Quand la Révolution Française eut parcouru les

premières étapes de sa route glorieuse et sinistre ; quand, après la chute du Roi Louis XVI et sa mort sur l'échafaud, toutes les nations menées par leurs Princes voulurent venger cette mort et raffermir les Couronnes chancelantes; quand enfin le despotisme voulut combattre les précieuses libertés proclamées par la France, l'Angleterre ne resta pas en arrière dans cette lutte contre la liberté : elle devait cela à ses agissements, à ses opinions séculaires.

Profitant de l'animosité qui armait contre la France les armées des grandes Puissances, mettant à profit le temps où les armées autrichiennes, prussiennes, espagnoles et piémontaises envahissaient nos frontières, elle ruinait nos colonies, prenait Toulon, soulevait nos provinces de l'Ouest, et, désormais sans rivale sur mer, car nos vaisseaux étaient privés de chefs expérimentés, elle ne vit plus de bornes à son ambition et fit accepter et consacrer ses doctrines oppressives en matière de navigation. Toutes les prétentions auxquelles elle avait tacitement renoncé sous la pression de la Neutralité Armée, elle les reprit en les aggravant. Bien plus, elle parvint à entraîner à sa suite les Etats-Unis pour lesquels la France venait de lutter, pour lesquels elle avait donné son sang et ses vaisseaux. « Certes, dit Armand Lefebvre, la France avait le droit de compter qu'au moment où l'Europe était liguée, pour l'affamer et l'asservir, les Américains ne la trahiraient pas dans sa détresse. Elle avait trop auguré de ce peuple de marchands. Ils furent ingrats et lâches. Les fautes de la Convention ne les justifient point. Ce que la Suède, ce que le Danemark ne voulurent jamais faire, ils le firent: ils cédèrent à l'appât des gains immenses que leur offrait la vente de leurs

cotons sur les marchés anglais, et ils abaissèrent aux pieds de leurs anciens maîtres la dignité et l'indépendance de leur pavillon'. »

Aujourd'hui, après le nouvel exemple de l'Italie, il y a tout lieu de penser que la France ne s'évertuera plus à donner aux peuples leur indépendance.

Cependant, le 22 Avril 1793, Washington avait déclaré que les Etats-Unis resteraient neutres dans la guerre entre la France et l'Angleterre; que leur devoir et leur intérêt était de « conserver leur impartialité et leurs relations d'amitié avec les deux puissances belligérantes »; et avait engagé tous les citoyens à s'abstenir de tous actes d'hostilité envers l'une ou l'autre des parties. »

Le 5 Juin une loi fut promulguée définissant la neutralité et l'assurant.

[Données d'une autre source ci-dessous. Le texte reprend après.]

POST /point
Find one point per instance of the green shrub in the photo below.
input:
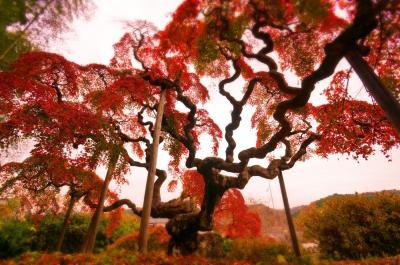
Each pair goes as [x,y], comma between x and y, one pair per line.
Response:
[16,237]
[49,229]
[355,226]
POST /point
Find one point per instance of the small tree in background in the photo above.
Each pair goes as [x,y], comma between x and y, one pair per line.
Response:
[354,226]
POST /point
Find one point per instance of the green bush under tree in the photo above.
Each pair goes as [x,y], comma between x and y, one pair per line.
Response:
[354,226]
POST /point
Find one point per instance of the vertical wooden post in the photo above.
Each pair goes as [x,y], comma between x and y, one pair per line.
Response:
[376,88]
[65,222]
[293,237]
[90,239]
[148,196]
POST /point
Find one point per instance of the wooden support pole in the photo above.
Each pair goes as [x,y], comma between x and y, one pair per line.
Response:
[293,237]
[148,196]
[376,88]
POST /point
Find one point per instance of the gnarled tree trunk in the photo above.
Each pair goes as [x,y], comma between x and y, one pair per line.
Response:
[184,228]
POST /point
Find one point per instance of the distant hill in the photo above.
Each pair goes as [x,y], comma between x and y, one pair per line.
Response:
[274,223]
[320,202]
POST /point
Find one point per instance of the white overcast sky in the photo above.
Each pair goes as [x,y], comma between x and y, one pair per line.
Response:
[91,42]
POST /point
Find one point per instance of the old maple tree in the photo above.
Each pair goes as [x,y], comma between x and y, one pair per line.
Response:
[96,115]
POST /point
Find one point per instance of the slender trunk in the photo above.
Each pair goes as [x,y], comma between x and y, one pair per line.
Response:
[293,237]
[147,203]
[65,223]
[376,88]
[90,240]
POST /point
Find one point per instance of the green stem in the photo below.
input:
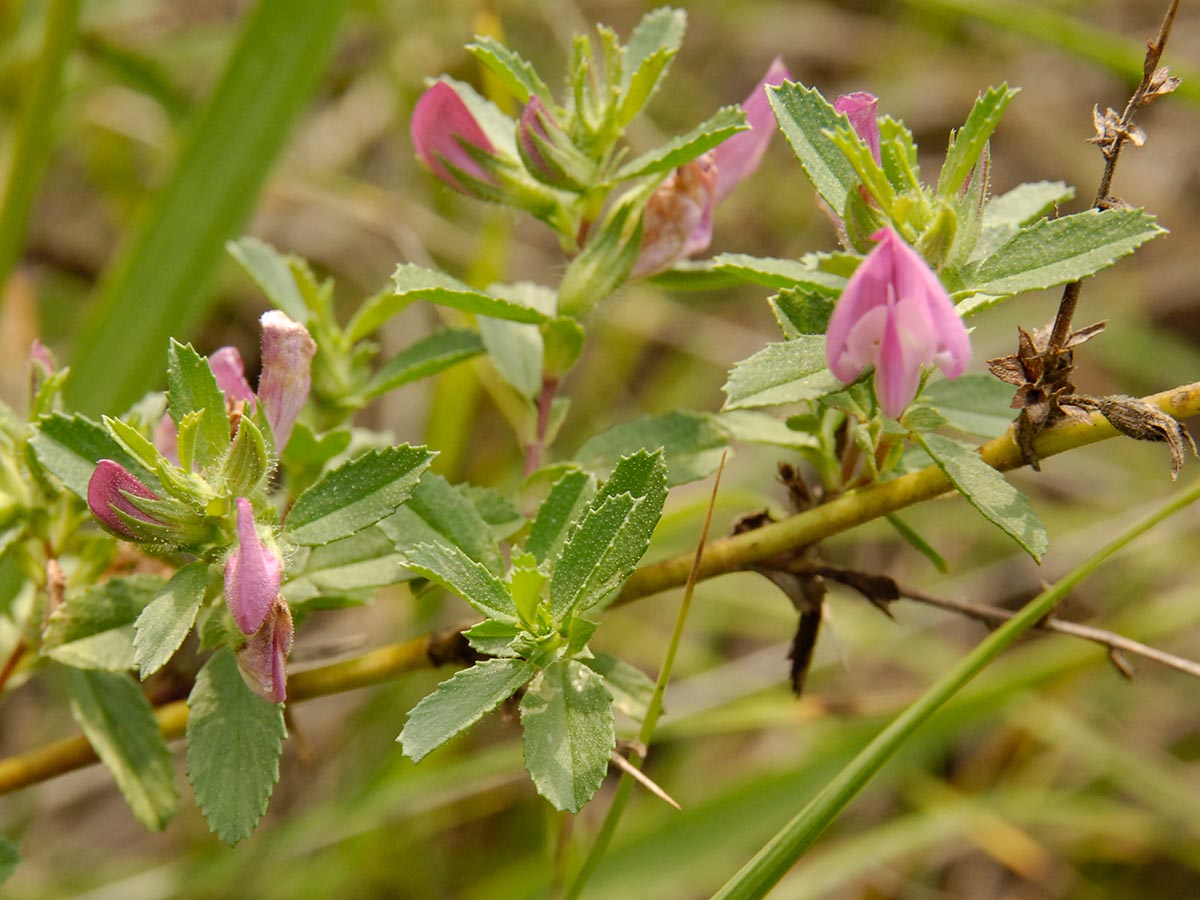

Mais le 19 Novembre 1794 les Etats-Unis signaient avec l'Angleterre un traité secret par lequel ils admettaient les principes suivants, en contradiction avec ceux contenus dans les traités du 2 Février 1778 avec la France, et du 10 Septembre 1785 avec la Prusse :

La contrebande de guerre était divisée en deux catégories l'une, absolue, comprenant la contrebande ordinaire, et en plus, les munitions navales; l'autre, appelée contrebande par accident, comprenant les vivres, et tout ce que le belligérant veut prohiber; ces dernières marchandises n'étaient pas soumises à la confiscation, mais payées au propriétaire neutre : un ordre du Conseil britannique avait prohibé le commerce des blés, farines et autres vivres avec la France;

1. Armand Lefebvre. - Histoire des Cabinets de l'Europe pendant le Consulat et l'Empire.

Le pavillon ne couvrit plus la marchandise; les deux parties contractantes se promettaient de

Chercher à déterminer, plus tard, s'il était vrai qu'il y eut des cas où la propriété ennemie pouvait être protégée par le pavillon neutre. (Art. 12).

Les mesures de blocus prises par l'Angleterre, ses ordres pour la visite des navires furent approuvés.

Nous voulons bien reconnaître, avec Hautefeuille, que ce fut évidemment un traité inégal. La jeune République, complètement isolée, était forcée de traiter seule à seule avec son ancienne métropole. Elle dut fléchir et adopter la négation des maximes sur lesquelles elle avait fondé son indépendance. » Néanmoins l'exemple du Danemark condamne absolument cette pusillanimité, et ce n'était pas au moment où la France pouvait paraître anéantie qu'il seyait aux Etats-Unis de signer ce traité secret. Il fut tenu secret jusqu'en 1796. Cependant la France, constatant des violations flagrantes au traité de 1778, réclama énergiquement contre cette violation des engagements pris et contre la partialité de la conduite des Etats-Unis.

Les envoyés de la République, Genet, Adet, Fauchet interprétèrent les griefs de la France. Mais le résultat négatif de leurs réclamations amena la France à suspendre tous les effets du traité de 1778: un décret du Directoire exécutif, en date du 2 Mars 1797, déclara confiscables toutes les marchandises anglaises trouvées à bord des navires américains, et rappela à l'application de la Loi du 31 Octobre 1796 par laquelle l'importation des marchandises manufacturées provenant soit des fabriques, soit du commerce anglais était prohibée tant par mer que par terre.